L’économie marocaine a signé en 2024 une reprise solide, portée par le dynamisme du secteur des entreprises et une amélioration sensible du pouvoir d’achat des ménages.
Selon le HCP, le produit intérieur brut (PIB), exprimé aux prix courants, atteint 1 596,8 milliards de dirhams, en hausse de 7,9 % par rapport à 2023. Un rythme soutenu qui confirme le retour d’une trajectoire ascendante après deux années marquées par les tensions inflationnistes et le ralentissement mondial.
Au cœur de cette croissance, les sociétés financières et non financières se distinguent. Elles concentrent 45,7 % de la richesse créée dans le pays et réalisent près de 60 % de l’épargne nationale, tout en assurant plus de la moitié de l’investissement. La formation brut du capital fixe, indicateur-clé du cycle économique, progresse de 13,9 % pour atteindre 422,5 milliards de dirhams. Les entreprises, là encore, donnent le rythme grâce à une reprise marquée de leurs dépenses d’investissement.

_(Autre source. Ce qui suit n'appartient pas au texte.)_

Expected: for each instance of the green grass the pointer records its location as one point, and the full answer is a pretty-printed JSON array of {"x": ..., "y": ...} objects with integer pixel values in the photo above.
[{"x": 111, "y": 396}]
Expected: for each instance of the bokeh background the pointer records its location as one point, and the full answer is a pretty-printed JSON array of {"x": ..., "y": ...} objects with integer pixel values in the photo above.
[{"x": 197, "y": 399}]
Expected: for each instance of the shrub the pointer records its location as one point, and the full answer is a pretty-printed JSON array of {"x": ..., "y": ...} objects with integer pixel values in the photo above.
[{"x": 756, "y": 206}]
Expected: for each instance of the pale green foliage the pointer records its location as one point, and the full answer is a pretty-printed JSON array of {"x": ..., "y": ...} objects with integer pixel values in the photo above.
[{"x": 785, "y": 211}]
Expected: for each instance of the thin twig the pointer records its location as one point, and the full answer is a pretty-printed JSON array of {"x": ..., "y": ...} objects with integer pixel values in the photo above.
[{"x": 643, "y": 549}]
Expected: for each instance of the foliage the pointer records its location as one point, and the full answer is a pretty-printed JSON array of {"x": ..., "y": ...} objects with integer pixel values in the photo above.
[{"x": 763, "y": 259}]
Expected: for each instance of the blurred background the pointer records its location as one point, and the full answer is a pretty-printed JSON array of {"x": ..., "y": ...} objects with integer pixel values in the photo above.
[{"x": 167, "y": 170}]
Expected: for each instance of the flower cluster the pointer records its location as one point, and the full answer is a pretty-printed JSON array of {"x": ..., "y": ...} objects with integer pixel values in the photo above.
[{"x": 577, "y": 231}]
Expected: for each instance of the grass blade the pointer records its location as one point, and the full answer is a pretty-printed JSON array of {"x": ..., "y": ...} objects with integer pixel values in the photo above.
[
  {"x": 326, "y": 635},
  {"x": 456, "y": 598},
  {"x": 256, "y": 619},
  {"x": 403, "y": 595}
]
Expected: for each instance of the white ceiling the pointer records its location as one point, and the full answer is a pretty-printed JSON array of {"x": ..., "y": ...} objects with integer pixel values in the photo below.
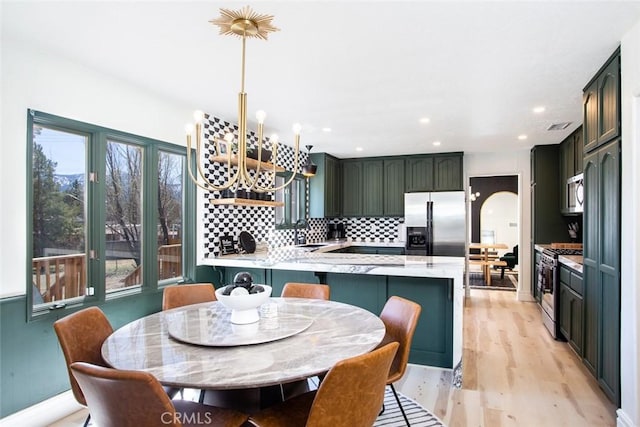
[{"x": 368, "y": 70}]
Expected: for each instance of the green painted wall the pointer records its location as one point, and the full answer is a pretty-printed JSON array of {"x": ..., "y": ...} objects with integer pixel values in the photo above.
[{"x": 32, "y": 367}]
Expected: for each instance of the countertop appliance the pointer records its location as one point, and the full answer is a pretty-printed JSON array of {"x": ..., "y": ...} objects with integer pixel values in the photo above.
[
  {"x": 549, "y": 287},
  {"x": 575, "y": 194},
  {"x": 336, "y": 231},
  {"x": 435, "y": 223}
]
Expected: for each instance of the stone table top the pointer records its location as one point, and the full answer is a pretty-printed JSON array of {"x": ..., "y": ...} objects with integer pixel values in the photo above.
[{"x": 338, "y": 331}]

En parallèle, les administrations publiques contribuent à hauteur de 14,8 % du PIB et portent 20,3 % du revenu national brut disponible. Le secteur public demeure un acteur majeur de l’économie, notamment à travers les investissements structurants et la dépense sociale. Les ménages et les institutions sans but lucratif au service des ménages (ISBLSM) pèsent quant à eux 28,4 % de la valeur ajoutée nationale et concentrent 63,1 % du revenu national brut disponible.
Une amélioration réelle du revenu des ménages
Le revenu disponible brut des ménages progresse de 6,7 % et s’établit à 1 059,7 milliards de dirhams. Une dynamique portée par la hausse des salaires, qui représentent 45,3 % du revenu total, et par l’augmentation des revenus de la propriété. En parallèle, l’effet des prestations sociales se renforce, traduisant l’impact direct des transferts publics sur la résilience du revenu familial.
Après un recul marqué en 2022 et une timide reprise en 2023, le pouvoir d’achat se rétablit nettement. Il progresse de 5,1 points, à la faveur d’une inflation contenue à 0,9 % sur l’année. Par habitant, le revenu disponible atteint 28 808 dirhams, contre 27 176 dirhams un an plus tôt. La consommation finale absorbe 89,2 % du revenu des ménages, ce qui reconfirme le rôle moteur de la demande interne.
Le taux d’épargne, indicateur de confiance et de capacité de projection, remonte à 11,3 %. Un signal notable dans un contexte où les prix ont pesé sur l’arbitrage financier des ménages au cours des dernières années.
L’investissement privé en position dominante
Avec une épargne nationale en hausse de 11,6 %, les marges de financement se renforcent. Les entreprises assurent 60,3 % de cette épargne et prennent la tête des flux d’investissement avec 59,2 % de la formation brute du capital fixe. Le cycle s’inverse pour le secteur des sociétés non financières, qui bascule d’une situation de capacité de financement en 2023 à un besoin de financement de 8,2 milliards de dirhams en 2024. Une évolution qui témoigne d’un regain d’efforts d’investissement.
Les administrations publiques voient leur besoin de financement s’alléger, passant de 36,6 milliards de dirhams en 2023 à 24,4 milliards en 2024. Du côté des ménages, la capacité de financement s’améliore, atteignant 23,2 milliards de dirhams. L’endettement privé progresse modérément, alors que les dépôts bancaires connaissent une forte croissance, soutenus notamment par la remontée de l’épargne.
Une trajectoire économique cohérente avec les priorités nationales
Ces résultats traduisent une architecture économique où l’entreprise reprend pleinement son rôle de locomotive, tandis que le revenu des ménages se consolide. La maîtrise de l’inflation, la progression du revenu salarial et la dynamique des investissements privés tissent le fil conducteur d’un cycle vertueux, qui repose sur la convergence entre création de valeur, redistribution et capacité d’épargne.
L’enjeu à moyen terme sera de maintenir cette accélération de l’investissement productif et de consolider les gains de pouvoir d’achat, dans un contexte international qui reste fragile. Le rebond observé en 2024 confirme cependant la robustesse des fondamentaux de l’économie marocaine, ainsi que l’impact des politiques publiques orientées vers le soutien au revenu, la modernisation des infrastructures et la transformation industrielle.